Résultat : on installe la charrue devant les bœufs, on démarre sur les chapeaux de roue et, au premier virage dangereux, c'est la chute inévitable, l'effondrement annoncé, mais délibérément ignoré.
Le passé dramatique, le passé peu glorieux nous le rappelle sans arrêt, le présent nous en donne la preuve en permanence, nous en fait chaque jour la démonstration : sans paix civile pas de relance économique qui tienne, pas de réformes qui se concrétisent, pas d'assainissement qui puisse tuer la bête, venir à bout de l'hydre tentaculaire qui a pour nom corruption.
Sans un État de droit unanimement accepté, sans des institutions légales assujetties à un pouvoir central, sans une armée et des forces sécuritaires, seules maîtresses du terrain, tout est mensonges, tout est boniments, tout est usurpations d'identité.
Et ce sont ceux-là mêmes qui brandissent l'étendard de la probité, de l'intégrité, qui s'escriment à maintenir en place les germes de la désagrégation, des conflits à venir. Ce sont ceux-là mêmes qui se parent de l'habit du justicier qui créent, en même temps, les conditions propices à de nouvelles injustices.
Paix civile : deux mots pour un déblocage, pour un sésame qui ouvre les portes de l'espoir. Paix civile, paix tout court, celle qui permettra aux hommes de bonne volonté, à toutes les compétences du pays, de s'atteler à la seule tâche qui vaille : reconstruire l'État de droit, celui-là même que les armes de l'imposture ont dépecé il y a des décennies, que les arsenaux des zones de non-droit tentent de mettre en pièces aujourd'hui.
Au moins dix ans de paix civile continue, de paix tout court, c'est ce dont a besoin le Liban pour reconstruire son avenir, pour se blinder contre les menaces internes et externes, pour enclencher un véritable train de réformes, pour asseoir un État digne de ce nom.

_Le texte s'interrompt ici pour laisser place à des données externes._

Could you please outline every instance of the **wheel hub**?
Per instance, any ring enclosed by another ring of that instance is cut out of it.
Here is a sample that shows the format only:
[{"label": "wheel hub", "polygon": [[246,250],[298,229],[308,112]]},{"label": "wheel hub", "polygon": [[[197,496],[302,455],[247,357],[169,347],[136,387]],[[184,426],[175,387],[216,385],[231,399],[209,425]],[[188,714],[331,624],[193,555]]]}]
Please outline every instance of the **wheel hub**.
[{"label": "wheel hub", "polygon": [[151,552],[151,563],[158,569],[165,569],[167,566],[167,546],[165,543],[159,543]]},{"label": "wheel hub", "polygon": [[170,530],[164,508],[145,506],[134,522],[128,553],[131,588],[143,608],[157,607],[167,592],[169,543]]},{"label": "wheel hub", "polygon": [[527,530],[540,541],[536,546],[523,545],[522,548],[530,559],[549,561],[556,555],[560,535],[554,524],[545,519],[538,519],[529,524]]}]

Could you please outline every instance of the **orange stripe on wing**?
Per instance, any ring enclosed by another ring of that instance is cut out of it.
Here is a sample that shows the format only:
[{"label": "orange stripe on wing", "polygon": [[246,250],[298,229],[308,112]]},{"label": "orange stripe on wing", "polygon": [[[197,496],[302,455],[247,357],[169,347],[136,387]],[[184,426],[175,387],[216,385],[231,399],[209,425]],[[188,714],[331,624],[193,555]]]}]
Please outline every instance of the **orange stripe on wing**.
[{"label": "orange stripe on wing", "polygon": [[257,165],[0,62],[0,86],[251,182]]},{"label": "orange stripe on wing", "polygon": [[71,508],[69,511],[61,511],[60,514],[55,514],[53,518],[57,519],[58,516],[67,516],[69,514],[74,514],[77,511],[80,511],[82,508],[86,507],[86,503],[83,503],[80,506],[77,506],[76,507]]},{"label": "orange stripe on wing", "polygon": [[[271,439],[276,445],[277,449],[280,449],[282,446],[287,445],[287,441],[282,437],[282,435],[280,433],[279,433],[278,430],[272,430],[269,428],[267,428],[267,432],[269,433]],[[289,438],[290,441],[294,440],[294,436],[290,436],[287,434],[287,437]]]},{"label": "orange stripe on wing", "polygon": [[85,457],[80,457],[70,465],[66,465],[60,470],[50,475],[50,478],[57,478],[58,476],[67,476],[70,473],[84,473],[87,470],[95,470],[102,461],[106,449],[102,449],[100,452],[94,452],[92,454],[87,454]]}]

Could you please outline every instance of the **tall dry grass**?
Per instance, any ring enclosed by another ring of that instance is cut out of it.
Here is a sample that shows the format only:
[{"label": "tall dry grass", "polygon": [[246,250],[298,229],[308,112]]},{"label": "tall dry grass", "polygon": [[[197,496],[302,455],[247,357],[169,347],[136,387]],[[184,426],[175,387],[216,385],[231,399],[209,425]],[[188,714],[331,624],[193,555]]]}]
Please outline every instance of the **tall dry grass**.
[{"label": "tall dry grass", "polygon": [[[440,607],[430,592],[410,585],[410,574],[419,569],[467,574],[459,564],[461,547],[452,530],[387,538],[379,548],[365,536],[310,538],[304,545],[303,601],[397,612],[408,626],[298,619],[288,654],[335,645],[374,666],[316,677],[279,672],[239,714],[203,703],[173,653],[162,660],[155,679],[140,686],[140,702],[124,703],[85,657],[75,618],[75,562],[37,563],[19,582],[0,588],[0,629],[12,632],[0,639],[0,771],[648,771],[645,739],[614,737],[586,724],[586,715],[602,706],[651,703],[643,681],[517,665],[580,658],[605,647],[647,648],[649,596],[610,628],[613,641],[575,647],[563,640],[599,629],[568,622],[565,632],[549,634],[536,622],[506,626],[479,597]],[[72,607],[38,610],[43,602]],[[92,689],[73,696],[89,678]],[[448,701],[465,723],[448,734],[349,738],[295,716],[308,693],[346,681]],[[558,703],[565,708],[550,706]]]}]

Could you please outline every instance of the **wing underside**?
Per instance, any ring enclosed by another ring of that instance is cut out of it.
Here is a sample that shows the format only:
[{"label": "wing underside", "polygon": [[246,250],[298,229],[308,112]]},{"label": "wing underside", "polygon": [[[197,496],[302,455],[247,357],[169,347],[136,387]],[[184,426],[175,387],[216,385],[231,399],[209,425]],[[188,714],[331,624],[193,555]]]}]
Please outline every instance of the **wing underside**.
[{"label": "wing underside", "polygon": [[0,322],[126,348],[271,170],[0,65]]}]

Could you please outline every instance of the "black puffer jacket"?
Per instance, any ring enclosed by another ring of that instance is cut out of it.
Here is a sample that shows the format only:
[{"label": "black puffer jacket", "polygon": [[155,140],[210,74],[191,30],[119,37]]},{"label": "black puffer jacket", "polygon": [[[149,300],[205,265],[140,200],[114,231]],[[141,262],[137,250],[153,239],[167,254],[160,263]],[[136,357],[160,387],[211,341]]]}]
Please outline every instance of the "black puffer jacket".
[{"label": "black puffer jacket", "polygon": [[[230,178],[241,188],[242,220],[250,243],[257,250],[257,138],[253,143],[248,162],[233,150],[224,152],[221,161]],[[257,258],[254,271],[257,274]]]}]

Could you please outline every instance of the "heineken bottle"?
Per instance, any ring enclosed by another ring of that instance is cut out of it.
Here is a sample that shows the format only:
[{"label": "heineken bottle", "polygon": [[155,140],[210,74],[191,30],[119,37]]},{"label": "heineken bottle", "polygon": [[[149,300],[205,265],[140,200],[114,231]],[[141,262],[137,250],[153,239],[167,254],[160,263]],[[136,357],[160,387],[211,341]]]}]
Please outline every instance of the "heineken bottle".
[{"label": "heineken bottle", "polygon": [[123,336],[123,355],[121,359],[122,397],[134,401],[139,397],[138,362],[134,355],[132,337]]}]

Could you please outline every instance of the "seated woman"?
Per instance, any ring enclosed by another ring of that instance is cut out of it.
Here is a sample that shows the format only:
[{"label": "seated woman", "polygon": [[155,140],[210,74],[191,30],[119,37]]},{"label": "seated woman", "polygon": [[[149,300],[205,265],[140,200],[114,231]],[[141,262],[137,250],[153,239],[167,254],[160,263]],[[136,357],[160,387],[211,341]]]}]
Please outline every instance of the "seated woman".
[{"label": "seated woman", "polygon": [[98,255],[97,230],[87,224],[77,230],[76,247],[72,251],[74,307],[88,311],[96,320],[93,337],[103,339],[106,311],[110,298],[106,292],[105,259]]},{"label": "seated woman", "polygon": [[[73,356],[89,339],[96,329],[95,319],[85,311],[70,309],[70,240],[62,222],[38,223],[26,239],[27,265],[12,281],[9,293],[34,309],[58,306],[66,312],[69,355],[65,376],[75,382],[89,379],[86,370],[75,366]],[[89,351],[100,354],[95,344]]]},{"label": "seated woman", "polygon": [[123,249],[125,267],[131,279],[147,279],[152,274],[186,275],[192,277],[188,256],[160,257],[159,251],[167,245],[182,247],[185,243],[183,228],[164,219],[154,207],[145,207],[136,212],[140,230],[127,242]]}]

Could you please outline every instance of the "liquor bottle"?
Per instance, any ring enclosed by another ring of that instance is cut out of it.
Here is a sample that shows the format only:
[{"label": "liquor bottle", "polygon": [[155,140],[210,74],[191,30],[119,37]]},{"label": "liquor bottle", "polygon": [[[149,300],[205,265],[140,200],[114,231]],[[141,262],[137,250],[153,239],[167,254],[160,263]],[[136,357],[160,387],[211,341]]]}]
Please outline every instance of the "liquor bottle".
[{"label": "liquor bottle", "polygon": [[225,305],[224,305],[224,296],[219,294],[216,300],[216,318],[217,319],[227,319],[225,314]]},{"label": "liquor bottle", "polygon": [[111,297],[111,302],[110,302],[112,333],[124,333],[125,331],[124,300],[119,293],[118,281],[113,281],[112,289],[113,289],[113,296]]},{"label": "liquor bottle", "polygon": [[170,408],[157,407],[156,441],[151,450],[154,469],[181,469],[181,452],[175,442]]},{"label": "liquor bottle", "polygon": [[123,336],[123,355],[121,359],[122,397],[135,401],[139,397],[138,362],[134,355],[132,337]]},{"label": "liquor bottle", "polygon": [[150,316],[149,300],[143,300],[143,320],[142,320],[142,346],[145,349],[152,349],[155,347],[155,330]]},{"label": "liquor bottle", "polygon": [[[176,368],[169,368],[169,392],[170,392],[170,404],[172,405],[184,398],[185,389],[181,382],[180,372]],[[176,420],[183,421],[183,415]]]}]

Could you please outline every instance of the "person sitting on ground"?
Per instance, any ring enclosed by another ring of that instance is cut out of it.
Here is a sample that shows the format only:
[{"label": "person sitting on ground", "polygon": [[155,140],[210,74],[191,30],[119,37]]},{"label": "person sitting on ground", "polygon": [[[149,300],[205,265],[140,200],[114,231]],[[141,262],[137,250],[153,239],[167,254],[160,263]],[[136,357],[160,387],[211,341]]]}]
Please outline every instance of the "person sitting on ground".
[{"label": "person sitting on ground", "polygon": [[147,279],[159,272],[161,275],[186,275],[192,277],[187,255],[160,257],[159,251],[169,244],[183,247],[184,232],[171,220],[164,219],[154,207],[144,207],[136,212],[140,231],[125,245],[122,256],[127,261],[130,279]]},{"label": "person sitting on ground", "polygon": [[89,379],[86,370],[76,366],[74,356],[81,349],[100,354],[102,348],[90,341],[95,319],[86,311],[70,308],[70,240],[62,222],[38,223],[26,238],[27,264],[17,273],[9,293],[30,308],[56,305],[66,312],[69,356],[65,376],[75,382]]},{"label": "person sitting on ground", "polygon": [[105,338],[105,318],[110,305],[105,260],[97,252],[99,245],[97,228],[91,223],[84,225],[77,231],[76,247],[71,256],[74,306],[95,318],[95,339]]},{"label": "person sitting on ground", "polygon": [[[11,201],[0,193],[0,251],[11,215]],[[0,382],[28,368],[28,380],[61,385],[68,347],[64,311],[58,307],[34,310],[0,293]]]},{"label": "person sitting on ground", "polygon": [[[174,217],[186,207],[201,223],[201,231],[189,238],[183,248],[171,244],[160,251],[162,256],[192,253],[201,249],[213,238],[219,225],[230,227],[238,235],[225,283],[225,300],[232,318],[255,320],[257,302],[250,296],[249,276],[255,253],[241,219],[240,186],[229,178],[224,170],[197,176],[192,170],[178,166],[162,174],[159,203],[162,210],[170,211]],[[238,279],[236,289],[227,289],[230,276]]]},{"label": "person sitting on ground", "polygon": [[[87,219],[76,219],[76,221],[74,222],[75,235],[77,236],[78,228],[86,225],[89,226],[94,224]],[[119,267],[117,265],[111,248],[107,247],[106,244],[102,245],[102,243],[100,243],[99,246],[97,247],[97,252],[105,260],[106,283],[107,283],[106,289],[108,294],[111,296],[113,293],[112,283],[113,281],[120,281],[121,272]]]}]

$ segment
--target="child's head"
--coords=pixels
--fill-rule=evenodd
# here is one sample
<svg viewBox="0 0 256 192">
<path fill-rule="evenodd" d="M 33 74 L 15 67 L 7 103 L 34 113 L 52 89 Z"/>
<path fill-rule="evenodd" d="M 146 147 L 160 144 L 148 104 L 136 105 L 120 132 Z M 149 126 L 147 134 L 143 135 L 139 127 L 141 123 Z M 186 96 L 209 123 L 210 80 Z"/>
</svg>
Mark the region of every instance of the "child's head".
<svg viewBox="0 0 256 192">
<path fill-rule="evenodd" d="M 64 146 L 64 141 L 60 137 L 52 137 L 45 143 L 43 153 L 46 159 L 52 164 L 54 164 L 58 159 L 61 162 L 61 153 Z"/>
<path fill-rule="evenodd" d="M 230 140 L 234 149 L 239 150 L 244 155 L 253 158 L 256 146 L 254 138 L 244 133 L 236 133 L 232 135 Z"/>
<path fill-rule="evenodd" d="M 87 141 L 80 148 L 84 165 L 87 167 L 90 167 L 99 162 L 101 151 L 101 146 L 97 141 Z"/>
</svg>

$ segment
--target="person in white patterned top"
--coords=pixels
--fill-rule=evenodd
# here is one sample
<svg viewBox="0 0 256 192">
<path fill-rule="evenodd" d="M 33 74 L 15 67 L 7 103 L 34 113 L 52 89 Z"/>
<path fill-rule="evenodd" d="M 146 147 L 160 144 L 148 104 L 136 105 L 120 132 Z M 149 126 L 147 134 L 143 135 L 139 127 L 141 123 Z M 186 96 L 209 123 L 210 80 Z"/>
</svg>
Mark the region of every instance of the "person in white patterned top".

Autrement, tout aura été bâti sur du sable, à partir d'une vaste supercherie, des édifices que le premier coup de vent balayera comme fétus de paille. Pour la simple raison que ceux-là mêmes qui réclament à cor et à cri le nettoyage des écuries d'Augias rendent cette mission quasiment impossible, parce qu'ils la veulent taillée à leur mesure, préservant des acquis, des faits accomplis, des armes qui sont autant d'atteintes, d'insultes à l'État de droit.
Le tout, accompagné d'une xénophobie primaire assimilant les étrangers, les Occidentaux d'entre eux plus précisément, à des « espions potentiels », des corrupteurs par excellence.
Cela n'a pas empêché une responsable européenne à Bruxelles, s'adressant à des journalistes libanais, de faire la déclaration suivante : « Oui, il est vrai que le Hezbollah pose problème, mais nous avons un point commun avec lui : la volonté de combattre la corruption. » Un combat auquel appelle le Hezbollah, fort des énormes arsenaux qui sont en sa possession, une poudrière qui échappe à tout contrôle de l'État, qui prend tout le pays en otage.
« La terreur et la vertu sont les ressorts de la démocratie », se plaisait à dire Maximilien de Robespierre. Est-ce ainsi que l'on combat la corruption ? Il n'y aurait plus alors qu'à dresser les échafauds...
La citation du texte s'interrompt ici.